Oli, half of the very popular Toulouse rap duo formed with his brother Bigflo, calls on Instagram “to go and vote and put up a barrier against the RN which is playing with fire, diverting the doubts of part of the population and fueling the division of our beautiful country”. But he “only” has 1.3 million followers on Instagram, compared to industry heavyweights like Ninho (5 million “followers” on Instagram) and Jul (4.3 million), who remain silent.

“In rap, big artists stay very far from politics and repeat that they did not wait for the current situation to be victims of discrimination,” analyzed by the AFP journalist Telerama Odile of Plas.

On the jazz and classical side, the poignant appeal of Thomas Enhco

Pianist playing both jazz and classical music, Thomas Enhco, member of the prestigious Casadesus musical dynasty, posted a long message on social networks on Friday June 28. “No longer possible to remain silent (…) For two weeks I have had nightmares at night and I feel nauseous during the day. I cannot bear the idea of ​​France falling into the hands of the extreme right” , he writes.

Rejecting the current macronie rhetoric, he continues: “To put the extreme right and the left back to back is dishonest and it is a dangerous game that the government is playing. I am much more afraid of the deep, historical and concrete anti-Semitism of the RN than of the isolated statements of members of the left.” To illustrate his point, Thomas Enhco, whose real name is Cohen, evokes his personal – painful – experience of anti-Semitism, which dates back to the small country school he attended with his brother. The pianist also responds to criticism of his lack of political neutrality: “Those who are embarrassed by the positions taken by artists and ask them to play and shut up, as if we were just there to entertain them. But where do they think we get our music, our lyrics from? , our images? Of the world! Of the collective experience of life.”

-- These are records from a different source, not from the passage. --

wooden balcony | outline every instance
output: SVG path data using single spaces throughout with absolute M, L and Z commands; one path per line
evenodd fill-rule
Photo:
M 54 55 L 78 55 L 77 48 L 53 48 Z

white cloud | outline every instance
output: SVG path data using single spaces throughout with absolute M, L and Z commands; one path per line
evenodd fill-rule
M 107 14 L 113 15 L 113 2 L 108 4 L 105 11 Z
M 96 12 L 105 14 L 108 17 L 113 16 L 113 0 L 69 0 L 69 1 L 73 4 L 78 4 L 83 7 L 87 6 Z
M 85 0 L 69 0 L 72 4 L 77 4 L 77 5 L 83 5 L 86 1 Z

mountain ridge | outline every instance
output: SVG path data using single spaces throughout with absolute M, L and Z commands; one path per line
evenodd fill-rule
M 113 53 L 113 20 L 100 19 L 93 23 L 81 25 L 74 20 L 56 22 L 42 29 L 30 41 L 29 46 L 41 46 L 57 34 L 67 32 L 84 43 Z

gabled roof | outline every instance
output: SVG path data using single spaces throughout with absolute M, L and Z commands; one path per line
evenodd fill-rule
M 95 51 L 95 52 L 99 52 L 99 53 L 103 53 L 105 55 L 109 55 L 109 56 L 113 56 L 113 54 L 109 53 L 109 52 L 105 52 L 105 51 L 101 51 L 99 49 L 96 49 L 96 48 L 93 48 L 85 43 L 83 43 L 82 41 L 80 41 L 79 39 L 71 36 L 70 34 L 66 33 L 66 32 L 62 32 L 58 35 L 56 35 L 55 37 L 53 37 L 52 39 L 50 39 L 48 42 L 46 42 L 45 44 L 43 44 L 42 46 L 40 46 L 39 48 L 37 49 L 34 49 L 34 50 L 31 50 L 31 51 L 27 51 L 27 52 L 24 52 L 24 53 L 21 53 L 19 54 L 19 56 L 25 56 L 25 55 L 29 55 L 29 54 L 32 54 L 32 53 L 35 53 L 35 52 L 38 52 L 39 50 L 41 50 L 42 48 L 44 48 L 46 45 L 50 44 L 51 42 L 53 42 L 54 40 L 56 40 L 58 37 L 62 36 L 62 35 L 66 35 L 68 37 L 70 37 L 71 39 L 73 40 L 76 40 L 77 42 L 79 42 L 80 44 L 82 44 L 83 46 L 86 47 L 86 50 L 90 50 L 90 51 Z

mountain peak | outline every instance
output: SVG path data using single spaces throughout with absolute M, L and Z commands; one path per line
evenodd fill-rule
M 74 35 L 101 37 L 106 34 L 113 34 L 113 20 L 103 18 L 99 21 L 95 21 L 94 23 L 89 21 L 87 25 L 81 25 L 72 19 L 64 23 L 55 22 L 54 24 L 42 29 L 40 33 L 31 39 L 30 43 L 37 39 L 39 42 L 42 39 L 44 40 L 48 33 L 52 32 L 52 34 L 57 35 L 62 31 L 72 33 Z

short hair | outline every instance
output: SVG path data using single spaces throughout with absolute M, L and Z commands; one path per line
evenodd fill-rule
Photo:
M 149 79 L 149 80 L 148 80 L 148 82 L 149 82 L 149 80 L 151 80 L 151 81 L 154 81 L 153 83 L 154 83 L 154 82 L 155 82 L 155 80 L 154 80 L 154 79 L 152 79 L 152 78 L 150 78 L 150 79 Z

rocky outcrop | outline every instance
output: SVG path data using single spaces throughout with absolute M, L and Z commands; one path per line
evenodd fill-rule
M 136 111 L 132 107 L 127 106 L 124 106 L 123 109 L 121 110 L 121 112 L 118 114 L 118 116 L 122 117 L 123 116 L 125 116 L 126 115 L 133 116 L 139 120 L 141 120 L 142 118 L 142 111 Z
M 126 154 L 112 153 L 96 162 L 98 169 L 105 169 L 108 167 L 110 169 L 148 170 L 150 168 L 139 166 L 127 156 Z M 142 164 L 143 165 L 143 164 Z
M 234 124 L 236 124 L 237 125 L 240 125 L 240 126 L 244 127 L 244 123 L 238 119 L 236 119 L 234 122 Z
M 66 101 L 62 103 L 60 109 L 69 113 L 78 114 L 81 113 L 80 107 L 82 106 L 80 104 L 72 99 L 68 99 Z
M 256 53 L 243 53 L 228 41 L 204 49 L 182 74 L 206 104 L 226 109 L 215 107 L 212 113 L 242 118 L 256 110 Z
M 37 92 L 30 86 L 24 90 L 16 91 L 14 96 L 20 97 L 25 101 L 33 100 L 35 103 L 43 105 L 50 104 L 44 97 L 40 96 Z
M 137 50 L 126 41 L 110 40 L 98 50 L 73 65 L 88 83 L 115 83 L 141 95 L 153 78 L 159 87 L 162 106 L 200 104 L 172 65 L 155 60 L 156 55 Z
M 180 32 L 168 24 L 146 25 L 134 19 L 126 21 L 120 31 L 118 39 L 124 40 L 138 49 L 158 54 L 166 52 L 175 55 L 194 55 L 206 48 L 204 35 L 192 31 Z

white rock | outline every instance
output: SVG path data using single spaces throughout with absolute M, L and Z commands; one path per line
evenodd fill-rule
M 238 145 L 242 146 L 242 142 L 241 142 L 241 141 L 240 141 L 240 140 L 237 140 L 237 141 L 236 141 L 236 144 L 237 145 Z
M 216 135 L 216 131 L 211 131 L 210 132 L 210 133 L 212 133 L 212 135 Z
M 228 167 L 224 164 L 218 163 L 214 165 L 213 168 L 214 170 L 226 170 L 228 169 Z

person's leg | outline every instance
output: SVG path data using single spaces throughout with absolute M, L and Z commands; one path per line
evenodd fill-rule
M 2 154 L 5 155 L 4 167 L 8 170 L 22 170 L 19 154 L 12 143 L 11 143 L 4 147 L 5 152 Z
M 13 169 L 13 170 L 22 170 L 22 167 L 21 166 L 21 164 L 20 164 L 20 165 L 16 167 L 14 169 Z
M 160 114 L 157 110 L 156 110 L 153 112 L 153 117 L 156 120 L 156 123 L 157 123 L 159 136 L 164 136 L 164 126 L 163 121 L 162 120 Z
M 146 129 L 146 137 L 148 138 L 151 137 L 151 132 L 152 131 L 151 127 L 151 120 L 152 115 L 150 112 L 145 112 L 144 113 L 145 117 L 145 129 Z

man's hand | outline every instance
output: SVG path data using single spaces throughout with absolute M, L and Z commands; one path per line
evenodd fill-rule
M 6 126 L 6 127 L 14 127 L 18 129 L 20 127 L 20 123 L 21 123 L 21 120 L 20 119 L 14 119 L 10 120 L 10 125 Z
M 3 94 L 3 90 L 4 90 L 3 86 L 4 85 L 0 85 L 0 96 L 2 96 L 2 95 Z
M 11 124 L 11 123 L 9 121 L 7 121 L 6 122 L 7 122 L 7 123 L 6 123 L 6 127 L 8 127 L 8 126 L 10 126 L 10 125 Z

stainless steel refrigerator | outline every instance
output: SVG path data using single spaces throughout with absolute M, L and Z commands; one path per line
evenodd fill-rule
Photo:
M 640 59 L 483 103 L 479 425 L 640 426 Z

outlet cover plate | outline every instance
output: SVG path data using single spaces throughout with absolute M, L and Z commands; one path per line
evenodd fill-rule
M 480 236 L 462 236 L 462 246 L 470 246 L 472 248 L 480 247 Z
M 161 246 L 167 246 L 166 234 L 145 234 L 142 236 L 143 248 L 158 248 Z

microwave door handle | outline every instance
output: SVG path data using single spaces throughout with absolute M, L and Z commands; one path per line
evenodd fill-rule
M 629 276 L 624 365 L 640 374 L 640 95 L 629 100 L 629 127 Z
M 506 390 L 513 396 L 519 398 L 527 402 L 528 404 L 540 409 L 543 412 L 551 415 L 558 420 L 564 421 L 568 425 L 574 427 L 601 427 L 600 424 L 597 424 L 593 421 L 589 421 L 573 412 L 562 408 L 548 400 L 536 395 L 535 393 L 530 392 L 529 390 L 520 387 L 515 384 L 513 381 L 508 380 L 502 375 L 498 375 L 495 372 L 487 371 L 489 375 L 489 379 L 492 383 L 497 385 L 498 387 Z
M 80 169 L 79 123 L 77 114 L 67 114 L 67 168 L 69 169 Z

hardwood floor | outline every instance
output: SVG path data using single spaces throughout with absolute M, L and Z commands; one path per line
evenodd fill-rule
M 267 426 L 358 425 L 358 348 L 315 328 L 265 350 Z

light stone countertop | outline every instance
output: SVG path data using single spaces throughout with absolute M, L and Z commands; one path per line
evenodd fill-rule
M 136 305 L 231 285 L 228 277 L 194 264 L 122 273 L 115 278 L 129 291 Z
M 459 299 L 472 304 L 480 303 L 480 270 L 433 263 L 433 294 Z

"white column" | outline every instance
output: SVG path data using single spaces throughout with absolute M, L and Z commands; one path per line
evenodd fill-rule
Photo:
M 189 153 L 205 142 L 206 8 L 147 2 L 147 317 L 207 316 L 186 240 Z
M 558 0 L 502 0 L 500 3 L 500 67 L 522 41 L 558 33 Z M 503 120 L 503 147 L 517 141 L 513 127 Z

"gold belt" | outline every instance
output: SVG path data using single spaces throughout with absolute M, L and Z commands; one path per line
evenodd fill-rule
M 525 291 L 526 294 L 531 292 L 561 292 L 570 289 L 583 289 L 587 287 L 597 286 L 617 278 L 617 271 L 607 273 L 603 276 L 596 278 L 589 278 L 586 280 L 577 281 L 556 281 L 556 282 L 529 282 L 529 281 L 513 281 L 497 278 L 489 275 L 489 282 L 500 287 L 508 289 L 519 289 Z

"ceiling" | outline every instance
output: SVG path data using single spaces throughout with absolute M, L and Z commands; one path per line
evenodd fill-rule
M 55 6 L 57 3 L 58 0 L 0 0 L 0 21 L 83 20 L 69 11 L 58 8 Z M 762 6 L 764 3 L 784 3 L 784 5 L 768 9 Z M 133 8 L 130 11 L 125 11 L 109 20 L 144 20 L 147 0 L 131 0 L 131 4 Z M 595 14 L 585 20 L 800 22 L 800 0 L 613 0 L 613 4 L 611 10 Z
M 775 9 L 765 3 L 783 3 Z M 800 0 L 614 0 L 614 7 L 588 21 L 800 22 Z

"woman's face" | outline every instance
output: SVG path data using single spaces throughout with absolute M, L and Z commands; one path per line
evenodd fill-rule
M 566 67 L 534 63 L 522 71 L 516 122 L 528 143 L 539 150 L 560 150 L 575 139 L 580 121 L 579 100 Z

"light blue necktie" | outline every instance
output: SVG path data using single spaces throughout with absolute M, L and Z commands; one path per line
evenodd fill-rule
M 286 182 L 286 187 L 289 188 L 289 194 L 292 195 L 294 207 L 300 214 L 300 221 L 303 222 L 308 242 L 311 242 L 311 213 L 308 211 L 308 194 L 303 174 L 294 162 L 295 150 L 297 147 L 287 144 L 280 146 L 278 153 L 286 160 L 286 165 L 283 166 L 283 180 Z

Other jazz artists, such as the pianist Laurent Coq (leaving aside his reservations about rebellious France) have spoken out in recent days, in various ways, for a vote against the extreme right, such as the flautist Ji Drû and the drummer Anne Paceo.

On the classical side, pianist Alexandre Tharaud denounced, Monday June 24, on France Musique, the extreme right which “has always trampled on artists.” He further regretted the “chillness” of some of his colleagues whom he invited in vain to join him in writing a column to block the National Rally. Among the reasons which explain, according to him, these refusals, there would be the fear of losing financial support: “Certain artists are linked to a subsidized structure, for example an orchestra, a foundation, a festival. They may therefore fear reductions in subsidies, if ever an RN deputy were to be elected in their constituency.”